I found this article interesting because it seems to prove that affirmative action simpy doesn’t work. Read the article, then I’ll explain:
Black enrollment at Harvard Law tanks by more than half after affirmative action ruling
The article cites a New York Post story:
“Harvard Law enrolled 19 first-year Black students, or 3.4 percent of the class, the lowest number since the 1960s, according to the data from the American Bar Association. Last year, the law school’s first-year class had 43 Black students.”
But here’s the problem: affirmative action in school admissions, where race is considered as a factor in admissions, did not produce increased levels of competency in the black student applicants. This seems contrary to presumed goal of equalizing the participation and competency of African-Americans in the education system for professional fields. If it had, then we would expect the current crop of black applicants to Harvard Law to compete equally with applicants of other races. Instead we find – 50 years later – that without consideration for race black students do not compete on an equal footing with other applicants.
How can this be?

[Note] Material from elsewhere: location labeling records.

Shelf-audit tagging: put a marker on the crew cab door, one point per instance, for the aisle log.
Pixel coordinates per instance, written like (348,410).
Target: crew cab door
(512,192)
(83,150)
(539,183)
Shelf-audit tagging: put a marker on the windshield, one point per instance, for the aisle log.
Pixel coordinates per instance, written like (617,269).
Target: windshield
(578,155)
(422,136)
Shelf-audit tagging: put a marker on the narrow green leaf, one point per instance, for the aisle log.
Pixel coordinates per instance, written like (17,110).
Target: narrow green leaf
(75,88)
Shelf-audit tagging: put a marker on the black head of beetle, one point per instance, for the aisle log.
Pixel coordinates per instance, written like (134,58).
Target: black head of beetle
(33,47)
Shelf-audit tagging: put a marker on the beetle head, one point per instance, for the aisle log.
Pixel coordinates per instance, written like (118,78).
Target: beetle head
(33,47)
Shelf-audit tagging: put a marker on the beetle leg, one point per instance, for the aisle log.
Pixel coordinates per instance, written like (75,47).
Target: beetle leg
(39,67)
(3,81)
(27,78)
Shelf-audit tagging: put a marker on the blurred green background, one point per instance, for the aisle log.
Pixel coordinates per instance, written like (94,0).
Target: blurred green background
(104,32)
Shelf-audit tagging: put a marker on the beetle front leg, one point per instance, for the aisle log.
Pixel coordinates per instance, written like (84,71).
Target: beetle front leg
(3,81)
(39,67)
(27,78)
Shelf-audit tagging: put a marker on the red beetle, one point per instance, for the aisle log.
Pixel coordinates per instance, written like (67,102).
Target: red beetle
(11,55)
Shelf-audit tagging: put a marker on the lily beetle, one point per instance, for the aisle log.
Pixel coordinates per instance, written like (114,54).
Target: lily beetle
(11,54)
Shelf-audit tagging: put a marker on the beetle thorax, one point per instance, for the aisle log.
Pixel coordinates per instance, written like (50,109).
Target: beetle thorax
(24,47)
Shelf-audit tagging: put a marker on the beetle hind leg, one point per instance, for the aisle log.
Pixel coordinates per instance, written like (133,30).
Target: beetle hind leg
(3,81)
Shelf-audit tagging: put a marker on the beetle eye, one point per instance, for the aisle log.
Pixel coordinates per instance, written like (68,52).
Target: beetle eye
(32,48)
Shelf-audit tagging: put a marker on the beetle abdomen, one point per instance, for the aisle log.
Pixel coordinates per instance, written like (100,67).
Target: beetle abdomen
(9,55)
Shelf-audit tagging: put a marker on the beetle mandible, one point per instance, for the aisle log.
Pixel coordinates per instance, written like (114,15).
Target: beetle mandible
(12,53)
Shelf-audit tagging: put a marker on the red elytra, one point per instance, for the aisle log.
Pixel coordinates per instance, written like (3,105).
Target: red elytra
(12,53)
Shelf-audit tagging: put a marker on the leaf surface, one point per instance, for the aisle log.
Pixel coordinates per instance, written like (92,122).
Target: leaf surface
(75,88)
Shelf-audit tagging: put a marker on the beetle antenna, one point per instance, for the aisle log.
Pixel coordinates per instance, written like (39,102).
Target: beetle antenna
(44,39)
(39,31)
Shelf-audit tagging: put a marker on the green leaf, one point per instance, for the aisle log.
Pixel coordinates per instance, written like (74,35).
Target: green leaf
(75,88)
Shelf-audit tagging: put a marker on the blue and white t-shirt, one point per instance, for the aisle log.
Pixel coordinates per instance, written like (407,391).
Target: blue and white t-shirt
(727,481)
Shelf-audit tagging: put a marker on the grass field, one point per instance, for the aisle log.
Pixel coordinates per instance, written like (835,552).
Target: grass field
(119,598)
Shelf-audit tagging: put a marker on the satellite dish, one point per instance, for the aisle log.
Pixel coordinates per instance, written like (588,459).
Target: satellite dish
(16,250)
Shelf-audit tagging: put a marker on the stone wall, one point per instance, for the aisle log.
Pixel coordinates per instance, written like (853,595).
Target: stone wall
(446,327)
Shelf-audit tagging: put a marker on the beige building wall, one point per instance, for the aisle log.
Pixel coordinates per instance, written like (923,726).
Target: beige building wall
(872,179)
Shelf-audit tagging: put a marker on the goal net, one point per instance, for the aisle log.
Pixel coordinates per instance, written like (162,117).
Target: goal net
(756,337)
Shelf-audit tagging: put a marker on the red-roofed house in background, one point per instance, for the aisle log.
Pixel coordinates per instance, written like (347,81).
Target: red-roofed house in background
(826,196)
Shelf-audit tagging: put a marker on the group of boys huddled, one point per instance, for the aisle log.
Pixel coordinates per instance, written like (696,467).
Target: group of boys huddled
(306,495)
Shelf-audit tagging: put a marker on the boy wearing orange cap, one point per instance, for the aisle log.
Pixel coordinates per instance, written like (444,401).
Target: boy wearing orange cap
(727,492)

Why are black Harvard applicants not competing at an equal level with other applicants when race is not considered (or known) in the application process after more than 50 years of affirmative action? Can it still be racism, or is there another explanation?
I’ve discussed this before, but it’s worth bringing up again so here we go: affirmative action produces a separate class of applicants that only have to compete with each other and not the general population. The result is that affirmative action does not eventually produce equality by forcing people to compete on the same level; it only produces a racial caste system for education. Affirmative action will never result in equality; it will only lead to different classes of capability segregated by race. This will, as expected, increase racism – not defeat it.
It is time for affirmative action to end. It has not, nor will it ever, work. It’s time to correct the root causes – not pretend that they don’t exist. Only then will true equality be possible.